国連のSDGsの基本理念は「誰も置き去りにしない」です。折しも、G7サミットで途上国へのワクチン提供合意が報道されています。今回のワクチン接種は、置き去りにされる人々が身近にいることを教えてくれました。視力の弱い方は、「封筒の点字でワクチン接種の大事な通知と分かったけれど、中を開けたらただの紙だった。音声が出てくると期待して読み取ったQRコードも、ウェブサイトが出ただけだった」とガッカリしていました。ろう者の方は、接種会場に「耳マーク」があれば安心なのに、と言われました。遠方の会場まで行けない方々には、近隣の医療機関や訪問診療での接種が可能な自治体に住んでいるかどうかで差が生じています。
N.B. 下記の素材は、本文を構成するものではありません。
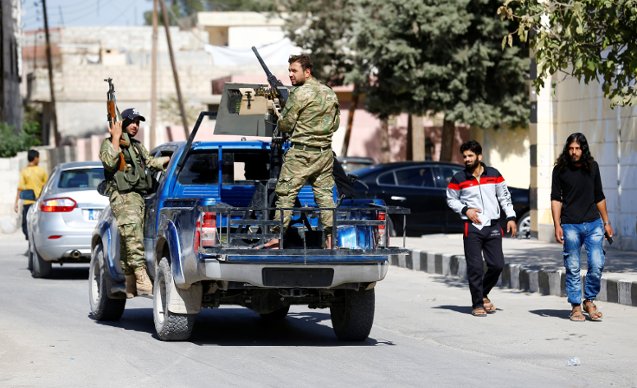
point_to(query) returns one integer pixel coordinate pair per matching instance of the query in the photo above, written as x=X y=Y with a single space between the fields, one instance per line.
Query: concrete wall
x=612 y=136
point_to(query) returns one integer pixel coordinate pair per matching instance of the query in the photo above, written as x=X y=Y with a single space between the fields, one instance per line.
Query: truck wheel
x=40 y=268
x=169 y=326
x=353 y=315
x=103 y=308
x=276 y=315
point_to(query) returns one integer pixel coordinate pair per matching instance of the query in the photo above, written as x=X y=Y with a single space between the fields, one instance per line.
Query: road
x=423 y=336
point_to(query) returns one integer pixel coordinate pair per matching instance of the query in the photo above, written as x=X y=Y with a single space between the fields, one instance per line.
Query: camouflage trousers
x=301 y=166
x=129 y=212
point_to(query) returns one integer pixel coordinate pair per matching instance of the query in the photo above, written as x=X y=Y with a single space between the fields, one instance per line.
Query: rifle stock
x=112 y=111
x=113 y=115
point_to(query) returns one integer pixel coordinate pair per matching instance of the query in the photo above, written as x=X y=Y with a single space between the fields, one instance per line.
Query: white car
x=61 y=222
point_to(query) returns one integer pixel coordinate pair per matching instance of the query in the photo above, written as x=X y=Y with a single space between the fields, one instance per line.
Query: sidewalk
x=530 y=265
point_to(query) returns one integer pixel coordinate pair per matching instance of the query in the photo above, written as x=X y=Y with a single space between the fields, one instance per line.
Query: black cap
x=132 y=114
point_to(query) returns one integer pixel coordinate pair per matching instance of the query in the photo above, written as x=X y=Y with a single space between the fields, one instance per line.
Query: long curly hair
x=564 y=160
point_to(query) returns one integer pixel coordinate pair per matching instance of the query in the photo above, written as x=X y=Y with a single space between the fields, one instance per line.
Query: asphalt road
x=423 y=336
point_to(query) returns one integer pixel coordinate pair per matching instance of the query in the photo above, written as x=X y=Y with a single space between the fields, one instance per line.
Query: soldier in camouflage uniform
x=125 y=160
x=311 y=115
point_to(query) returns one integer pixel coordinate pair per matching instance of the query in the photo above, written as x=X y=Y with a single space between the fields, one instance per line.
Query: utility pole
x=56 y=135
x=153 y=81
x=180 y=100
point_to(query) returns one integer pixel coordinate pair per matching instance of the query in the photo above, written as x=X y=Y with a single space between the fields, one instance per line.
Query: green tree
x=14 y=142
x=440 y=57
x=591 y=40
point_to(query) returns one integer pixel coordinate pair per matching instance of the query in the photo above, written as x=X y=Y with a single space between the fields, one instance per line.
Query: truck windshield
x=238 y=165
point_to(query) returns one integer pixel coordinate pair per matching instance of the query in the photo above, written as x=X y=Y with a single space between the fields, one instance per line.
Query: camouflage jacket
x=311 y=114
x=111 y=159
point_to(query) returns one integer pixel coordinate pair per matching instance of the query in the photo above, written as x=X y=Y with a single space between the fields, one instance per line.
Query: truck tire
x=169 y=326
x=276 y=315
x=103 y=308
x=353 y=315
x=40 y=268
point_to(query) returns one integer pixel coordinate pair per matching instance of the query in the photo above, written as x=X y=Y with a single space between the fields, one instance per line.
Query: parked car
x=60 y=223
x=352 y=163
x=421 y=187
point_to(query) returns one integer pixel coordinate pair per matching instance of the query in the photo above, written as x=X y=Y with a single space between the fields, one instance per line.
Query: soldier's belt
x=305 y=147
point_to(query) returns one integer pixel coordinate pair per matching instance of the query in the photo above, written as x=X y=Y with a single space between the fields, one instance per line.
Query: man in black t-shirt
x=579 y=214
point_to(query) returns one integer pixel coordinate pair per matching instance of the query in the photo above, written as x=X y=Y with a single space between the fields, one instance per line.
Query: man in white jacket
x=476 y=194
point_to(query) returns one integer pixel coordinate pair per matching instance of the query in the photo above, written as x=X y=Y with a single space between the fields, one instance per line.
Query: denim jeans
x=591 y=235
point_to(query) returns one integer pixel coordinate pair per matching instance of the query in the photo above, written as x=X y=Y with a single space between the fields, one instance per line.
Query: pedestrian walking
x=476 y=194
x=32 y=180
x=578 y=207
x=311 y=115
x=125 y=160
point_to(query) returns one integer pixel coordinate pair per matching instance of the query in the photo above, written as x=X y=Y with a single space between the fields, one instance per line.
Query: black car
x=351 y=163
x=422 y=187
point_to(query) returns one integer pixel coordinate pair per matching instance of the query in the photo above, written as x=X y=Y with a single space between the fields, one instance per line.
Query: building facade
x=10 y=64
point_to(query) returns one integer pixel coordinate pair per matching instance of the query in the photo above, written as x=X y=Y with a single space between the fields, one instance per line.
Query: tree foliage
x=14 y=142
x=418 y=57
x=443 y=57
x=591 y=40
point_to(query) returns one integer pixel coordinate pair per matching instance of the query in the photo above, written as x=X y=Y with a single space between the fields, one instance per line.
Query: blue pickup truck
x=213 y=206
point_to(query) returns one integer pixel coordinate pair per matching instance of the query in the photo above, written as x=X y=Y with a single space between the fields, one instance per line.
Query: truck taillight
x=381 y=231
x=206 y=231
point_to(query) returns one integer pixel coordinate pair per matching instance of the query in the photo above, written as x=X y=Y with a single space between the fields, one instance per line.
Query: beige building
x=10 y=66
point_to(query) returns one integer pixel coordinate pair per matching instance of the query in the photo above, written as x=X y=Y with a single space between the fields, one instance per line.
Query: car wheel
x=169 y=326
x=390 y=228
x=353 y=315
x=524 y=226
x=103 y=308
x=276 y=315
x=40 y=268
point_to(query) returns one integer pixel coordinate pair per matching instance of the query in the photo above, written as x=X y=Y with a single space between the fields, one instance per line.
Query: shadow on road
x=561 y=314
x=69 y=272
x=242 y=327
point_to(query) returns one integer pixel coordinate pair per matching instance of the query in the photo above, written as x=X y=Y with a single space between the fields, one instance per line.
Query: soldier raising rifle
x=125 y=160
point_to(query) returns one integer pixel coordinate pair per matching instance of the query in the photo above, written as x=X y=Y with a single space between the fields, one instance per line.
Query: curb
x=515 y=276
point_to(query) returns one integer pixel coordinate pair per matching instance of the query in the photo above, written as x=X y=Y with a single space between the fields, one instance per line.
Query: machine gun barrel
x=277 y=86
x=112 y=111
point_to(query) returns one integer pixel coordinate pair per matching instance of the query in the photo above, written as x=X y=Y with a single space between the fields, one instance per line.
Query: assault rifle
x=113 y=115
x=112 y=111
x=281 y=94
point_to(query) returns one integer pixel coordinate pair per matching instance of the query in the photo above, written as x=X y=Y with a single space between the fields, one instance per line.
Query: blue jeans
x=591 y=235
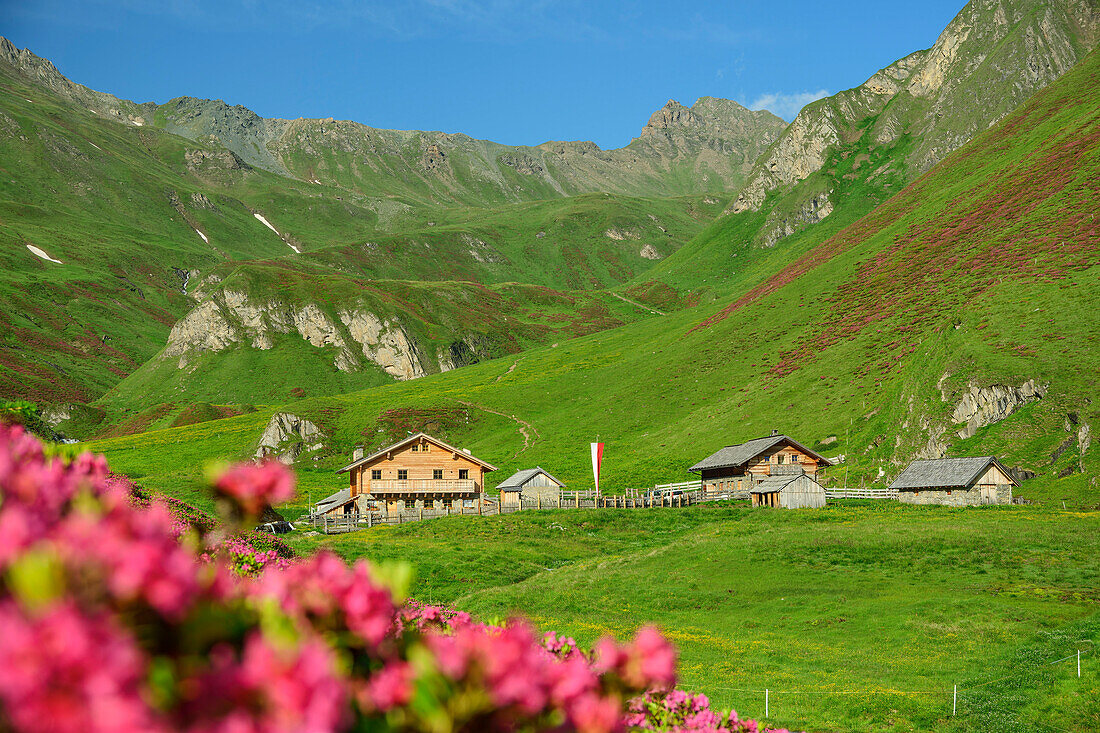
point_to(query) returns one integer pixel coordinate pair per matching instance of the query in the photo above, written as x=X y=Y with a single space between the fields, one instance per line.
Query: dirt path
x=635 y=303
x=525 y=428
x=510 y=370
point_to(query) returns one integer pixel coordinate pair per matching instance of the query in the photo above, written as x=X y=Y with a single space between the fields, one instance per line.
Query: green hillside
x=849 y=152
x=131 y=217
x=857 y=617
x=975 y=275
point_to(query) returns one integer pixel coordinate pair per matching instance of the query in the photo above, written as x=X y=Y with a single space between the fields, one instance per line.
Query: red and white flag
x=597 y=457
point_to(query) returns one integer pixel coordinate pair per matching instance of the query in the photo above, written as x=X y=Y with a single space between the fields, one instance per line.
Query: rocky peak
x=991 y=57
x=43 y=73
x=673 y=113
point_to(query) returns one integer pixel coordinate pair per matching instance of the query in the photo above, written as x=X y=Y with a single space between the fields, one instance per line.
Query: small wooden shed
x=530 y=484
x=796 y=491
x=955 y=482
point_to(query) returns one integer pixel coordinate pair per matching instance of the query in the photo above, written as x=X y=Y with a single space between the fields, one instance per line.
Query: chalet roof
x=338 y=499
x=744 y=452
x=516 y=481
x=946 y=472
x=416 y=438
x=773 y=483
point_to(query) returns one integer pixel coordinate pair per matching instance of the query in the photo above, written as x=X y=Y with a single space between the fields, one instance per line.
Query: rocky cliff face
x=45 y=74
x=991 y=57
x=288 y=436
x=981 y=406
x=228 y=318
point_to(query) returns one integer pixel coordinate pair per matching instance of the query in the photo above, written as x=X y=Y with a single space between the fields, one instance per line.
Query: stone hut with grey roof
x=741 y=467
x=532 y=484
x=955 y=482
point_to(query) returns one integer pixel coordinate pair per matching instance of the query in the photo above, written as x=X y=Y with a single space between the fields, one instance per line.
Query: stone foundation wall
x=954 y=496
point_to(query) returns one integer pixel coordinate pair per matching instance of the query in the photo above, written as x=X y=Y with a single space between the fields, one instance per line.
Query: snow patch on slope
x=36 y=252
x=268 y=225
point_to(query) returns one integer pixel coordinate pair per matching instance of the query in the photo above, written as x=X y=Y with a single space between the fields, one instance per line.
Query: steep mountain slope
x=710 y=146
x=954 y=318
x=844 y=154
x=122 y=217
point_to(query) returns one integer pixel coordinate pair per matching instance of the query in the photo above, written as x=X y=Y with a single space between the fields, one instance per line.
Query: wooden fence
x=683 y=493
x=861 y=493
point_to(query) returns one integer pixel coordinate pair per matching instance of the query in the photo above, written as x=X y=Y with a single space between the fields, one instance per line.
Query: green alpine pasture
x=860 y=616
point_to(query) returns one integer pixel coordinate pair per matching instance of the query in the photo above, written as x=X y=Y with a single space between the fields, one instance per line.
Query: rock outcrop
x=287 y=436
x=991 y=57
x=384 y=342
x=228 y=318
x=982 y=406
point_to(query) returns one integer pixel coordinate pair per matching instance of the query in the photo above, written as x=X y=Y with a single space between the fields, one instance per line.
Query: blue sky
x=513 y=70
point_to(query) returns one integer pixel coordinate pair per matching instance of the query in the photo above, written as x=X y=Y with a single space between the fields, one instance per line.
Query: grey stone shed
x=788 y=491
x=529 y=484
x=955 y=482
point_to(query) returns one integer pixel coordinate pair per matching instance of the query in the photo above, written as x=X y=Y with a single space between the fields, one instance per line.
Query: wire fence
x=953 y=695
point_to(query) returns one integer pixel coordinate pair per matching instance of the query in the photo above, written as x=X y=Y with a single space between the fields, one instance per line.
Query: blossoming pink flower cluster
x=111 y=623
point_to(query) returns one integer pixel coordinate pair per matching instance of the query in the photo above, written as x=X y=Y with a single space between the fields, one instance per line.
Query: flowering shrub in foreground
x=117 y=617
いよいよ65歳未満の住民の接種券配布も始まり、自治体は準備に奔走しています。特に多くの外国人住民を抱える自治体では、封筒に接種券が入っていることやウェブ予約の情報をどう伝えるか、予診票の書き方と当日の持ち物、現場でのコミュニケーションの対応に悩んでいます。厚労省のサイトには多言語予診票がありますが、日本語に書き写す必要があります。そのため、ある自治体では薬局がお手伝いを始めました。急ぐからこそ、システム構築を待たずに手助けをしませんか? 様々な状況への配慮が、共通の課題解決につながり、誰も置き去りにしない社会をつくります。